#  > TECHNIEK & ZELFBOUW FORA >  > TECHNIEK >  >  Krachtblindertje 380--> 220

## reflection

we hebben weer eens lopen knutselen en het resultaat is:

een krachtverdelertje.

tjah, de lightjockey wil ook wat :Big Grin: 

best netjes geworden, 2x32 ampere in.. is echter wel maar 3x16a afgezekerd, aardlek komt nog.

http://groups.msn.com/_Secure/0SQDPAp0WplqY7YzFwo8n75ml2034oBJpC84XimMaVQ7QBVeyB  Nf!kmf4V*aXjbfUMhw*sODtaYser7Hn5OG6ZlNR17kG6BYcTqX  Asplysv!zNafXN7zhQg/krachtblinder.JPG?dc=4675450759363911175

----------


## KoenB

Sorry maar de link werkt hier niet

----------


## ronny

bij mij werkt de link wel.

toch enkele opmerkingen over je zelfbouw krachtverdeler:

ik veronderstel dat je de uitgangen naar shuko's hebt gebracht?  Hoe heb je dan de aarde doorgelust naar de verschillende shuko's?

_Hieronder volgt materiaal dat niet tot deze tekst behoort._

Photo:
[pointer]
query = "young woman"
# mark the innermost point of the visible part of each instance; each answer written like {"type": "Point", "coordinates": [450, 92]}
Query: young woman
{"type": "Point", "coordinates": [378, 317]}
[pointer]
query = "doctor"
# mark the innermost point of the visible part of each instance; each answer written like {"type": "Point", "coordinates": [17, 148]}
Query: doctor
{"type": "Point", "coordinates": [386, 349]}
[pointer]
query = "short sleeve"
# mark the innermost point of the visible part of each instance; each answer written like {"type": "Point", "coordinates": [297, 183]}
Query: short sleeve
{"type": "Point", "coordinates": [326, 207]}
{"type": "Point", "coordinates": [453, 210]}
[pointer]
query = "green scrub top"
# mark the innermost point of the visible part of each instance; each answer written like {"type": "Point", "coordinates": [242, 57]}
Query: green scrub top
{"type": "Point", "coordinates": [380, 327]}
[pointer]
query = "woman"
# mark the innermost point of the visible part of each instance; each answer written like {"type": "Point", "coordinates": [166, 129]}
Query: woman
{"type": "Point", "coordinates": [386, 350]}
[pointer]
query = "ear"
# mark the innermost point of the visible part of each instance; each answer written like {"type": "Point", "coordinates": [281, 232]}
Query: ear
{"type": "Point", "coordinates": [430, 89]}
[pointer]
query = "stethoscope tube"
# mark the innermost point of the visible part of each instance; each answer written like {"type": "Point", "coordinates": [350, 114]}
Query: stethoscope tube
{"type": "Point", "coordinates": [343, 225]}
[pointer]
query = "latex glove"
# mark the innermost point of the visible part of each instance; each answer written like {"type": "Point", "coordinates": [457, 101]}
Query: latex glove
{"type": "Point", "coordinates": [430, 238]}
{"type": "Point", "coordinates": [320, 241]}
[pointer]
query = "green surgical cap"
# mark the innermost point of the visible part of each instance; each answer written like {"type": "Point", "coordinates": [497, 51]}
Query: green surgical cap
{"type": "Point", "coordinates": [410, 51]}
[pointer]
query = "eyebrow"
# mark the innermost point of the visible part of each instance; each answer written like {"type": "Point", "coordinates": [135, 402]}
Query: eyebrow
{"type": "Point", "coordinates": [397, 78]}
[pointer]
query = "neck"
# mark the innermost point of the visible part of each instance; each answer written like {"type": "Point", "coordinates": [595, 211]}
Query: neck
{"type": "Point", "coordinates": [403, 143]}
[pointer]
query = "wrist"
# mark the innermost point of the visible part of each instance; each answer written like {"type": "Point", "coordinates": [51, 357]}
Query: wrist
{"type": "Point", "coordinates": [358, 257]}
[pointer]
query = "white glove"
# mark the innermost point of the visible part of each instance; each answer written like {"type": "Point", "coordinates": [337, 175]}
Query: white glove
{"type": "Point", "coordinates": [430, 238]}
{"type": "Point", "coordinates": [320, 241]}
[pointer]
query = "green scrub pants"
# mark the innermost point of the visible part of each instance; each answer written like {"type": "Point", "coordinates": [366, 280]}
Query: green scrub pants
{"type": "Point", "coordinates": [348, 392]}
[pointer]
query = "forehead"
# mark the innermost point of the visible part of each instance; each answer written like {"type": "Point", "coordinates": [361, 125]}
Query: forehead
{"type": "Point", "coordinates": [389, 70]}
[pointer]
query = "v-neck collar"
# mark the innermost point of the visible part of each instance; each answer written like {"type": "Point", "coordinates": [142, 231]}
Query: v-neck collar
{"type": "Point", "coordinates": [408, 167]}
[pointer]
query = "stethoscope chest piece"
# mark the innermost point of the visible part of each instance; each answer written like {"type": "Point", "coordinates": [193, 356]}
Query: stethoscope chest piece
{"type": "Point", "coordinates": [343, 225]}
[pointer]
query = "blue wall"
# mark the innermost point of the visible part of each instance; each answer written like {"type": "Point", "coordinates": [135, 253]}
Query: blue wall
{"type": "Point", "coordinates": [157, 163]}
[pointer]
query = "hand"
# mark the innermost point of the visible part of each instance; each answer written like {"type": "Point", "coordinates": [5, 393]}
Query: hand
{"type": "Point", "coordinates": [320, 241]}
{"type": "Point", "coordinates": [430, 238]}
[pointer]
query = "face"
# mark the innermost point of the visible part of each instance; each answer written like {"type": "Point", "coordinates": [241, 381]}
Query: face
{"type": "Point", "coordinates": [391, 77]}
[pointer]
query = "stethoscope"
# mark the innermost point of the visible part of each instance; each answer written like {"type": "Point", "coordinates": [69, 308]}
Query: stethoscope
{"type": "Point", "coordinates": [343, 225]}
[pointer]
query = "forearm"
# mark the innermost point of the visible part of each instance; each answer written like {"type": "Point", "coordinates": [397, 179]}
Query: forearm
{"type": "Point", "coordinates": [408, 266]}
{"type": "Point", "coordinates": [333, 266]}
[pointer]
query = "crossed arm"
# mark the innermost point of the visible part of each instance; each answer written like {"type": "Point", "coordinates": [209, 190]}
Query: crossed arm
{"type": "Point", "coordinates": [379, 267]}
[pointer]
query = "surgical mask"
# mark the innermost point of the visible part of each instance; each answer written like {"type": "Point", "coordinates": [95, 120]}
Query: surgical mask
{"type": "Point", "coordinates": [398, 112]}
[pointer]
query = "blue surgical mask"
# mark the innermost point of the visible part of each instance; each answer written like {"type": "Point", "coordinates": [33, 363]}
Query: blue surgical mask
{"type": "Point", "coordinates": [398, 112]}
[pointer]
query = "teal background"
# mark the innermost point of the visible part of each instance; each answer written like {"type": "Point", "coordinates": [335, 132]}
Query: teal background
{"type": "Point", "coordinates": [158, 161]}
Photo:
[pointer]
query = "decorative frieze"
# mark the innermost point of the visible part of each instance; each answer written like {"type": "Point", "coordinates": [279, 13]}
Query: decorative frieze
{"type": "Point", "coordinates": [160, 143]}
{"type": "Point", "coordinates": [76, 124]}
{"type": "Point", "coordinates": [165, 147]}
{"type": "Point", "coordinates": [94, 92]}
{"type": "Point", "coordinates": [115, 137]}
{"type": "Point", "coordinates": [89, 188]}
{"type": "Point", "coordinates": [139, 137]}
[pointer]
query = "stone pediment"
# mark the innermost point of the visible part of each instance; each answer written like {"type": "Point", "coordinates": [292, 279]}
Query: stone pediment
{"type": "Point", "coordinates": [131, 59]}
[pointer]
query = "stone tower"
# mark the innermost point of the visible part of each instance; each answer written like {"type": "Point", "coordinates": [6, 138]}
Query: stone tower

Ook zou ik er meteen een aardlekschakelaar in zetten, maar dat ben je al van plan heb ik gelezen.





> citaat:2x32 ampere in.. is echter wel maar 3x16a afgezekerd



3*32A zal je bedoelen.  waarom een 32A input als je toch afzekert naar 3*16A?

----------


## reflection

onze kabels zijn allemaal 32 ampere, en zo kan je met aardlek straks wel 16 ampere trekken maar hoef ik niet met verloopjes te knutselen als er 32 ampere is, wat 9/10 keer zo is

----------


## ronny

ah dat verklaart veel  :Smile:

----------


## Overdrive

Je hebt daar 6 shuko's en 3x 16A.....
Waarom niet nog een extra setje automaten zodat je meteen 6x 16A hebt?

Groeten Joost

----------


## reflection

had idd ook gekund,  maar dan word de blinder een beetje groot

----------


## Rudy Vorstenbosch

Hoe kom je aan het woord blinder voor dit toestel?!

----------


## neeltje

effe een vraagje, als je ledjes wil inbouwen om te zien of alledrie kanalen stroom krijgen, hoe moet je die dan schakelen??

----------


## Gast1401081

met een weerstand van de fase naar de nul, en alleen als je er verstand van hebt...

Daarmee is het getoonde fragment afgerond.